Bagaikan 2 orang yang bertemu dalam perjalanan, bersama beberapa saat dan berpisah kala menemukan jalan bersimpang. Sempat akrab namun berlalu begitu saja.
Kira-kira seperti itulah hubungan antara Sutan Sjahrir dan Amir Sjarifoeddin. Dua orang yang sangat berpengaruh dalam kabinet. Sama-sama orang Sumatera yang mengenyam tradisi pendidikan barat di Leiden, Belanda.
Amir Sjarifoeddin & Sutan Sjahrir di Madiun (dari google) |
Sama-sama menganut paham sosialis namun dengan kecenderungan berbeda. Amir dekat dengan paham komunis sedangkan Sjahrir anti komunis.
Menurut Soemarsono, tokoh pemuda dalam pertempuran Surabaya dan pemberontakan Madiun, Amir sempat diusulkan menjadi pembaca naskah proklamasi namun batal karena yang bersangkutan masih berada dalam penjara.

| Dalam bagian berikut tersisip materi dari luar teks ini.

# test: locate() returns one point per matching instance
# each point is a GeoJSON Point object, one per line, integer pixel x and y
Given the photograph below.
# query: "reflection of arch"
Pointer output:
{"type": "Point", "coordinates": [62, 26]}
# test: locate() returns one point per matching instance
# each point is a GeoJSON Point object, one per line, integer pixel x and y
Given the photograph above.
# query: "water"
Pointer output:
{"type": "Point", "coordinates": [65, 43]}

Hampir sama dengan Amir, nama Sjahrir pun disebut dalam testamen Soekarno sebagai salah satu penerima mandat jika ada apa-apa dengan Soekarno. Adapun Sjahrir yang sejak jauh-jauh hari mendesak Soekarno untuk segera merebut kemerdekaan dari tangan Jepang memilih tidak ikut dalam hiruk pikuk pembacaan proklamasi tersebut dikarenakan suatu sikap yang kukuh diyakininya.
Pertemuan pertama yang singkat terjadi saat konggres pemuda 28 Oktober 1928 di mana Amir mewakili Jong Batak sementara Sjahrir dari Jong Indonesie. Setelah itu tiada kontak, Sjahrir meneruskan studi ke Leiden sedangkan Amir sibuk memimpin Gerindo (Gerakan Rakyat Indonesia) Siapa yang menduga bahwa mereka akan bertemu lagi 15 tahun kemudian, saat Jepang berkuasa. Saat itu para pemuda bersiasat, Soekarno dan Hatta akan bekerja sama dengan Jepang sementara Amir dan Sjahrir bergerak di bawah tanah menyebarkan anti fasis.

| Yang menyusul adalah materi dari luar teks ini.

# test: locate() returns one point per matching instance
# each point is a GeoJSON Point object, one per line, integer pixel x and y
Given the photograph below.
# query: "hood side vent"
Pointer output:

dari psidansutansyahrir blogspot |
Takdir menyambungkan nasib mereka di Komite Nasional Indonesia Pusat semacam DPR dimana Sjahrir menjadi ketua sedangkan wakil dijabat oleh Amir. Masing-masing membentuk partai beraliran sosialis. Amir membentuk Partai Sosialis Indonesia (Parsi) dan Sjahrir mendirikan Partai Rakyat Sosialis (Paras). Akhirnya dua partai sosialis itu pun merger menjadi Partai Sosialis.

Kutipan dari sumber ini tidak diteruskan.